A sua imagem — discreta, serena,
vestida de branco e com o laço negro — atravessou fronteiras e foi partilhada
por adeptos de várias modalidades. Porque há gestos que, ainda que silenciosos,
dizem tudo.
Regresso a casa, olhos no futuro
Terminada a aventura em Wimbledon, Cabral
regressa agora ao Porto. No entanto, a pausa será breve. A agenda já aponta para o
regresso aos torneios em terra batida, com presença prevista nos ATP 250 de
Bastad (Suécia) e Gstaad (Suíça), dois eventos que exigem rápida readaptação ao
piso e ao estilo de jogo.
A ambição, contudo, não fica por aí. O objetivo seguinte será tentar entrar nos prestigiados ATP Masters 1000 de Toronto e Cincinnati, já em piso rápido, nos Estados Unidos.
““Tentaremos entrar, mas não será fácil. Provavelmente ficaremos alguns lugares fora. Para já, a ideia é viajar e tentar entrar como alternate”.

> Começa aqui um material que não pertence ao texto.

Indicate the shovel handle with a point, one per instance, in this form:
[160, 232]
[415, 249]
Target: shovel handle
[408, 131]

O calendário é exigente, o circuito é
competitivo, mas Cabral mostra-se pronto para continuar a lutar por lugares mais
altos. Entre derrotas apertadas e homenagens sentidas, constrói-se uma carreira
que vai além dos resultados.
A última palavra
Em Wimbledon, Cabral não
levantou um troféu. Não avançou às fases finais. Nem foi manchete pelos feitos
desportivos. Mas ganhou algo que o ‘ranking’ não mede: o respeito de quem o viu
homenagear um compatriota falecido com a sobriedade e elegância que poucos
conseguem manter em momentos tão delicados.
O ténis é feito de pontos, ‘sets’ e
partidas, mas também de memórias, gestos e presenças. E, neste ano, em
Wimbledon, entre milhares de histórias, uma delas ficou marcada por um laço
negro e o coração de um tenista português.